Indigenous 'Key to Australia's Relationship With Pacific'
13 January 2007

Australia was making the same mistakes in its relationship with Pacific nations as with its own indigenous peoples, claimed award-winning Solomon Islands based journalist Mary Louise O'Callaghan at a public forum in Melbourne on 13 January.

'We throw a little money at them and hope they [the problems] will go away', she said. What was needed was a readiness to listen to the perspectives of indigenous peoples, both domestically and in the Pacific.

The forum was part of a five-day conference on 'Australia as a Neighbour' organised by Initiatives of Change, attended by 300 people, which explores the twin themes of Australia's relationships with neighbouring countries and relationships between people and communities within Australia.

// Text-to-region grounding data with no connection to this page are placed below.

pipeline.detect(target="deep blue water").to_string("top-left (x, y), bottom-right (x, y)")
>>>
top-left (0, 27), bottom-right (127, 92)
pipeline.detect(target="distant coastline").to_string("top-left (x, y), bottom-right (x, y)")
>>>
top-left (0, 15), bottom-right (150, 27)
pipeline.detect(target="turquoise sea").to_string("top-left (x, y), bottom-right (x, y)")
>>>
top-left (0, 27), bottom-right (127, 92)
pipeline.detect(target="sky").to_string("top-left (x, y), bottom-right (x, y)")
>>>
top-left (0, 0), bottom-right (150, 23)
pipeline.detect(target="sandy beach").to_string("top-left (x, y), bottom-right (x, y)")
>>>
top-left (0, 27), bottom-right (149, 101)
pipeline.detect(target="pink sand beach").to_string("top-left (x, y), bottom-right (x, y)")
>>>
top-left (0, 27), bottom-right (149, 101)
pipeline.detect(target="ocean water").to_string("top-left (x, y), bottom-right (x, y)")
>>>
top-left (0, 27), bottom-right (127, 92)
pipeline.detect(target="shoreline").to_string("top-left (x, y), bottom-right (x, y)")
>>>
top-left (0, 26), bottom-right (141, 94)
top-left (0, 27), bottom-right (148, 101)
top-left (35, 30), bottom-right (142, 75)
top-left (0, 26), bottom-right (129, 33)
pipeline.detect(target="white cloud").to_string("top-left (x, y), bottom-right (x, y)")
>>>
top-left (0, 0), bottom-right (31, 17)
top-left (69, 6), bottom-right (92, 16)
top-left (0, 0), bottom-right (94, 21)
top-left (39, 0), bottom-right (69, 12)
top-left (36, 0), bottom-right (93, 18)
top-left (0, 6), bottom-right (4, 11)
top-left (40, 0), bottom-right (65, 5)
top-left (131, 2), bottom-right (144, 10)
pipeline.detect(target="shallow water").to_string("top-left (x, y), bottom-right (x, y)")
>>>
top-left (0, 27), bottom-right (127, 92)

O'Callaghan, originally from Melbourne and married to a Solomon Islander, spoke of her own learning curve since moving to the Solomon Islands twenty years ago. Australians have a pyramid-shaped communications style: 'we start with the headlines, and then, if there is space, we explain why we have come to that conclusion'. With Solomon Islanders, as with many indigenous peoples, the pyramid was inverted, and it takes time – sometimes days – before the heart of the matter is reached. 'It's all about building a context' she said. Australians frequently didn't give enough space to really understand.

At the same forum, leading Muslim commentator Waleed Aly spoke of the need to overcome our ego-centricity if we were to live with diversity. 'Most of us, if we are really honest, believe the world would be a better place if only everybody else was just like me'. This assumption made us 'hard-wired for conflict'. An example of this was the attempt to introduce American-style secular democracy in Iraq. This form of government evolved as a result of European struggles to free themselves from the tyranny of religion and religious wars. 'Most people in the Middle East are conditioned by a different history where secular regimes have been the oppressors and religion is seen as liberation.'

Asked if he thought the Australian Government would 'play the fear card' on Muslims at the next election, Aly said he thought it was already happening but that we needed to look beyond the next election and work to overcome fear over the next 20 years. 'The best way I know to overcome prejudice is one-on-one conversations. There's only about 300,000 Muslims in Australia. That's not enough to go around.'

The conference continues until Tuesday 16th, exploring issues of living with cultural diversity, resolving historical divisions and dealing with corruption as an underlying factor in many tensions between neighbours.